Investigadores de la Universidad de Queensland y la Universidad de Nueva Gales del Sur desarrollaron un sistema experimental que convierte a grandes cucarachas excavadoras en pequeños dispositivos capaces de desplazarse por espacios donde sería difícil acceder con equipos convencionales.
La especie utilizada es Macropanesthia rhinoceros, conocida como cucaracha gigante excavadora del norte de Queensland. Los científicos colocaron sobre los insectos dispositivos electrónicos ligeros que pueden incluir una cámara o un mecanismo de inyección controlado a distancia.
El proyecto, denominado “Paraborg”, busca que estos insectos puedan ser utilizados algún día en situaciones como edificios derrumbados o lugares de difícil acceso. La intención es que una unidad pueda ayudar a localizar a una persona y que otra lleve el sistema destinado a proporcionar asistencia médica bajo supervisión humana.
Los primeros experimentos se realizaron en un entorno de laboratorio. En las pruebas, los investigadores consiguieron que los insectos llegaran a los puntos establecidos en todos los recorridos realizados.

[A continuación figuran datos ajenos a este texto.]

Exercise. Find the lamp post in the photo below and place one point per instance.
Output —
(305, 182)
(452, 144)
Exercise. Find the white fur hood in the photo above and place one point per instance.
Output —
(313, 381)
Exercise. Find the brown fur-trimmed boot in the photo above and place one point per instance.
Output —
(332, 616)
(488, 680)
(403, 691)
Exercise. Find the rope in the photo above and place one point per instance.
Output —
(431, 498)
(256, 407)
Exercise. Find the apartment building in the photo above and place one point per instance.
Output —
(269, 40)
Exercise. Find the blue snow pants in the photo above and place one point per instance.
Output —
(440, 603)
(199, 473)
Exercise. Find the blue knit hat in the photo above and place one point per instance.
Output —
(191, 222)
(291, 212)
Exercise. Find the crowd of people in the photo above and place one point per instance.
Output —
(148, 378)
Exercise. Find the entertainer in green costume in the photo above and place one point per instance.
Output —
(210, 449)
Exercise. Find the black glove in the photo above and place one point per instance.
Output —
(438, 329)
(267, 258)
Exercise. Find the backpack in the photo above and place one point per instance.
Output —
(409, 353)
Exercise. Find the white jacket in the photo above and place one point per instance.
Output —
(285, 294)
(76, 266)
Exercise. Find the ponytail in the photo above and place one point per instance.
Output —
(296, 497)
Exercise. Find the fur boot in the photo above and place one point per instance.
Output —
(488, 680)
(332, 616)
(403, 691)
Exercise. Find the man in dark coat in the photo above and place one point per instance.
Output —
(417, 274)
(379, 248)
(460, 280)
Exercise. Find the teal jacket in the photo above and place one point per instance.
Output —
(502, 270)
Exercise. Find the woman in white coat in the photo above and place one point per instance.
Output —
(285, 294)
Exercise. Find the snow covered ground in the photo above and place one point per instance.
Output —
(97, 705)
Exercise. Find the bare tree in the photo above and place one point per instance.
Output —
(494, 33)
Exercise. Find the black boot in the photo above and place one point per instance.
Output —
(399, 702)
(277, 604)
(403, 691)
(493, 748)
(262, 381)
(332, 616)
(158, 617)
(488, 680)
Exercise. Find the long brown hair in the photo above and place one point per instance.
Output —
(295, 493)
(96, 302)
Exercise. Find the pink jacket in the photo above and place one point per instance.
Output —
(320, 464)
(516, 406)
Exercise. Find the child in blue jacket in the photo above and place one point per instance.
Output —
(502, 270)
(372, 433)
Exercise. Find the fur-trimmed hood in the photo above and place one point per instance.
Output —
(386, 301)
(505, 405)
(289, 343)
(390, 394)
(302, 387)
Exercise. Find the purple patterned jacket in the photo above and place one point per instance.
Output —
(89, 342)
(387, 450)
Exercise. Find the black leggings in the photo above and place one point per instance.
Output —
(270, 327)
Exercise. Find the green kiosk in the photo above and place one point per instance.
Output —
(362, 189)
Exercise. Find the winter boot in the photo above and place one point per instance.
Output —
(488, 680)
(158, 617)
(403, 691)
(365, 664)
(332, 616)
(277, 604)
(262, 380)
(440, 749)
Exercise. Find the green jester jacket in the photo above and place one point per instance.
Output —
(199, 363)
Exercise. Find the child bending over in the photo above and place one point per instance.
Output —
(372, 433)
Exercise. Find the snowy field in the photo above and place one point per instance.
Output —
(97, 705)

Sin embargo, cuando se evaluó la tarea completa —desplazarse hasta el objetivo, colocarse correctamente y realizar la inyección— el porcentaje de éxito fue del 72 %. Cuando el insecto ya estaba situado a menos de 15 centímetros del objetivo, el mecanismo de inyección alcanzó aproximadamente un 95 % de efectividad.
Los resultados muestran que la tecnología todavía se encuentra en una etapa experimental. Las pruebas no reprodujeron las condiciones complejas de un terremoto o del derrumbe de un edificio, por lo que serán necesarios nuevos estudios antes de considerar una aplicación en situaciones reales.
Los investigadores imaginan que, en el futuro, grupos de estos insectos podrían cumplir diferentes funciones, como transportar cámaras, sensores u otros dispositivos especializados. La propuesta busca aprovechar su capacidad natural para desplazarse por espacios pequeños y complicados.